7. The Mitchells vs. the Machines

The Mitchells vs. the Machines

Sony Pictures Animation’s The Mitchells vs. the Machines is gleefully inventive, emotionally grounded and visually exuberant. Where many animated apocalyptic stories focus on spectacle, this film centers on family dynamics, growing pains and the messy, loving negotiations of intergenerational relationships. Its stylized animation constantly reminds viewers why the project needed to be animated, and its emotional truth—especially in portraying a not-quite-perfect family learning to listen—struck a chord during a time when many were reassessing what matters most.


6. The Power of the Dog

The Power of the Dog

Jane Campion’s The Power of the Dog is a meditative western that interrogates masculinity with nuance and restraint. Campion stages slow-burning psychological shifts among men who embody different masculine archetypes, exposing cruelty, vulnerability and the costs of performance. The film’s layered performances and its use of landscape and silence build an atmosphere of mounting tension. Campion’s direction reframes the western genre into a space for psychological exploration and moral complexity.


5. Titane

Titane

Julia Ducournau’s Titane is a provocative, genre-defying work that earned the Cannes Palme d’Or for its daring formal confidence and thematic boldness. The film interrogates gender, desire and identity through shock, tenderness and transgressive performances. Agathe Rousselle commands attention with a magnetic presence that forces audiences to confront shifting ideas of the body and agency. Titane is intense and often unsettling, yet it remains one of the most original cinematic statements of the year.


4. Petite Maman

Petite Maman

Céline Sciamma’s Petite Maman is a small, exquisite film about grief, memory and the gentle wisdom found in everyday moments. Clocking in just over an hour, the film centers on an eight-year-old girl processing loss with quiet bravery. Sciamma’s direction is delicate and unshowy, allowing children’s curiosity and tenderness to carry the emotional weight. The film balances melancholy and hope, creating a cinematic space where the past and future coexist and where grief is met with playful humanity.


3. The Father

The Father

Anthony Hopkins anchors Florian Zeller’s The Father with a powerful, harrowing performance as a man contending with dementia. Hopkins moves from icy detachment to childlike vulnerability with devastating precision. Zeller’s theatrical roots inform the film’s structural ingenuity: as spaces and actors subtly shift, the audience experiences confusion and disorientation alongside the protagonist. This cinematic technique—transforming sets and recasting familiar roles—makes the depiction of memory loss viscerally understandable and deeply affecting.


2. Nomadland

Nomadland

Chloé Zhao’s Nomadland is an intimate, lyrical portrait of life on the road that blends scripted drama with documentary sensibilities.

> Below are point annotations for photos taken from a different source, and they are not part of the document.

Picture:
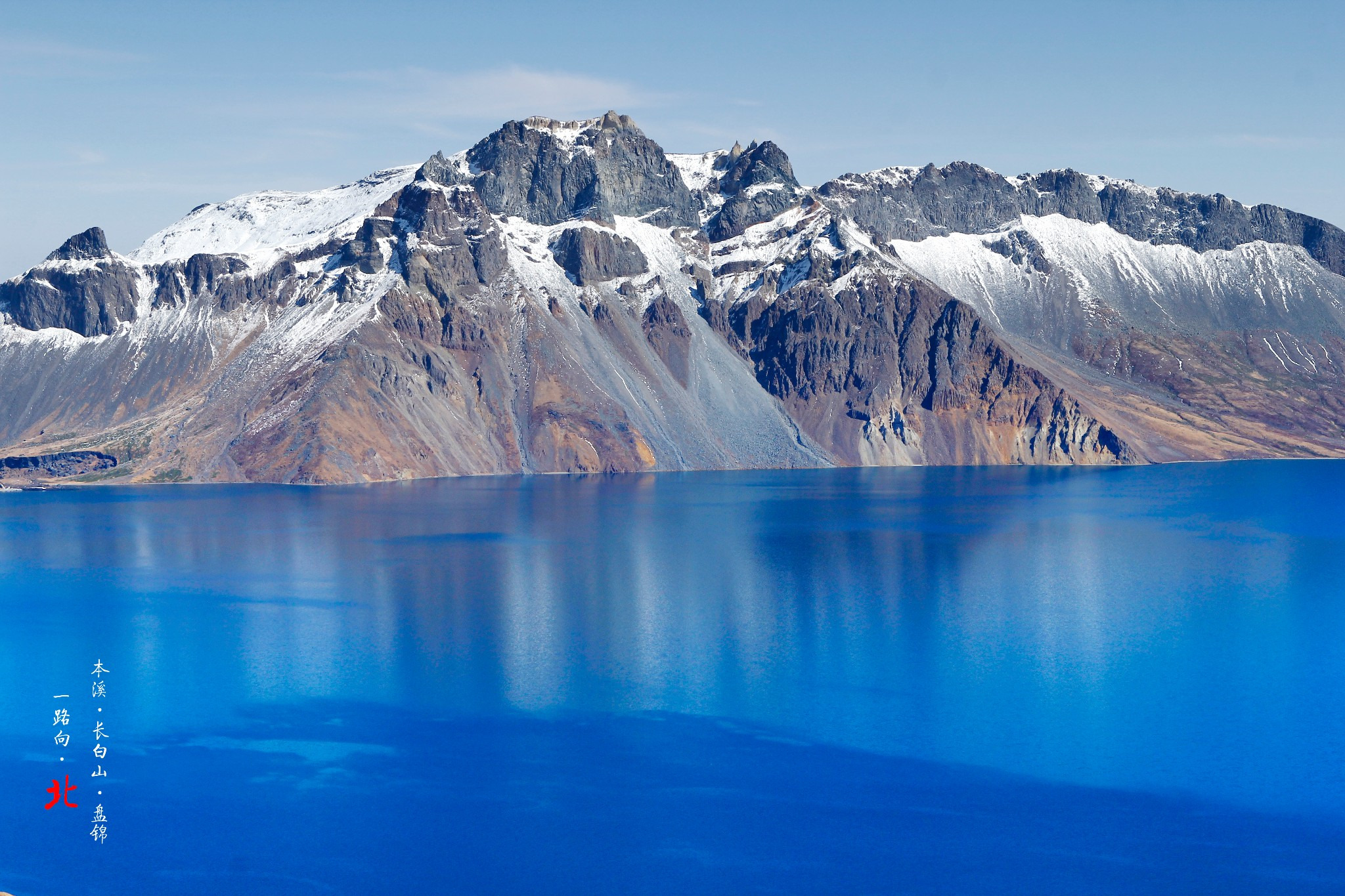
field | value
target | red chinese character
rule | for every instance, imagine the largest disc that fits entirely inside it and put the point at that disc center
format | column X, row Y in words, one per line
column 57, row 796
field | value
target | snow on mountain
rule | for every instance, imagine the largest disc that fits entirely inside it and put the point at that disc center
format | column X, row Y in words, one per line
column 263, row 224
column 1055, row 261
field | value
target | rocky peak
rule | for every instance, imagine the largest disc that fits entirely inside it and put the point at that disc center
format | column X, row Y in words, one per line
column 87, row 246
column 759, row 164
column 549, row 171
column 758, row 184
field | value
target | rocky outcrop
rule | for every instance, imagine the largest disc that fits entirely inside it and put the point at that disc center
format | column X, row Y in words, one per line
column 594, row 254
column 962, row 198
column 892, row 370
column 558, row 299
column 670, row 336
column 73, row 291
column 58, row 465
column 550, row 171
column 758, row 184
column 87, row 246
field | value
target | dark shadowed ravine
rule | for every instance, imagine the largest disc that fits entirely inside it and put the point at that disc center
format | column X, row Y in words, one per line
column 975, row 680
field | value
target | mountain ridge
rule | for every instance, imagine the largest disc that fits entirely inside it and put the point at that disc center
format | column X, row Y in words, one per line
column 567, row 296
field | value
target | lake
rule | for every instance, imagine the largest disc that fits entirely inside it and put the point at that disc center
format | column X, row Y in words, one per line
column 930, row 680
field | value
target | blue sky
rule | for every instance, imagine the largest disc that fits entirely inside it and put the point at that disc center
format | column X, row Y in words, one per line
column 128, row 116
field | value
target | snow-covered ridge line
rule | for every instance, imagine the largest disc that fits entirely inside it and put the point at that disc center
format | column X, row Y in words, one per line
column 261, row 226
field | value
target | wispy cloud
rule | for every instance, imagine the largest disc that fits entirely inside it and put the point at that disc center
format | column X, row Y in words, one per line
column 500, row 93
column 29, row 50
column 443, row 104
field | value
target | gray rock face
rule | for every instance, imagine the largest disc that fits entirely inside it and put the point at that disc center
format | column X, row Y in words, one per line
column 87, row 299
column 554, row 171
column 427, row 336
column 1218, row 222
column 592, row 255
column 758, row 186
column 969, row 199
column 670, row 336
column 896, row 368
column 60, row 464
column 85, row 246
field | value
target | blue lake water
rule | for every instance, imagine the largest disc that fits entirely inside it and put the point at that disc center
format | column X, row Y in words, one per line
column 824, row 681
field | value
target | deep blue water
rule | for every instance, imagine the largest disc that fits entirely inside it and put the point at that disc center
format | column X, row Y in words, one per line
column 827, row 681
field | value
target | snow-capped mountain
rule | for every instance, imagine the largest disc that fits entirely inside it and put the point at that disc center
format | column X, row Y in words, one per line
column 567, row 296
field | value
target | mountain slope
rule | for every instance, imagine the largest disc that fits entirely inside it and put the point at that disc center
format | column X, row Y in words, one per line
column 568, row 297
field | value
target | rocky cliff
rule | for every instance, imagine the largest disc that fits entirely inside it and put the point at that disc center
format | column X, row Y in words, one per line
column 568, row 297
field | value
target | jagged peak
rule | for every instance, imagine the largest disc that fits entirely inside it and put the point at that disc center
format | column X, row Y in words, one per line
column 611, row 120
column 87, row 246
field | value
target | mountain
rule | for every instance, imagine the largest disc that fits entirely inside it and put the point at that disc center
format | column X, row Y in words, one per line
column 568, row 297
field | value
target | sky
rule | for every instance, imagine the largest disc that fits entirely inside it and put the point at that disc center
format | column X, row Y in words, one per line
column 127, row 116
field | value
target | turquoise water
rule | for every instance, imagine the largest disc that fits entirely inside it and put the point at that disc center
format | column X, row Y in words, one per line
column 871, row 681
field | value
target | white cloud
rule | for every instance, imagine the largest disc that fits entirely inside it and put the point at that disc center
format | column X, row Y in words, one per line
column 494, row 95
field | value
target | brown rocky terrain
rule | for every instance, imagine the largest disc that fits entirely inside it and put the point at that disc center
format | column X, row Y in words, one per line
column 568, row 297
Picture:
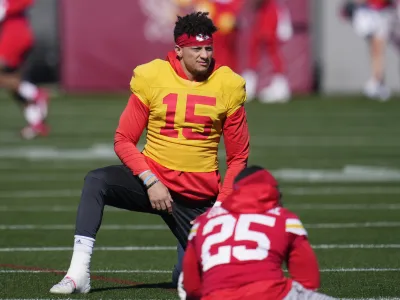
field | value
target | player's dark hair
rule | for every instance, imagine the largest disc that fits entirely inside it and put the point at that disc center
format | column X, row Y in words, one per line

Frances McDormand gives a quiet, luminous performance as Fern, a woman navigating loss and nomadic life in America’s margins. Zhao’s unobtrusive camera and the film’s gentle rhythms create space for the real people who populate the story to share their experiences. The result is a compassionate, immersive film that celebrates resilience and connection to landscape and community.


1. West Side Story

West Side Story

Steven Spielberg’s West Side Story feels like a cinematic event: a powerful fusion of classic Hollywood musical craft and contemporary political awareness. The film is meticulously constructed, with color, choreography and framing that evoke the Golden Age of musicals while addressing modern concerns about ethnicity, class and displacement. Spielberg’s restrained camera choices and thoughtful casting reframe the familiar story as a sharper social critique—one that foregrounds the human cost of violence and inequality. This West Side Story is both a tribute to cinema’s history and a reminder of its continuing ability to move, challenge and inspire audiences.


The films awaiting us in the coming year will undoubtedly continue to reflect our anxieties, hopes and shared experiences, allowing cinema to shape and shift how we see the world.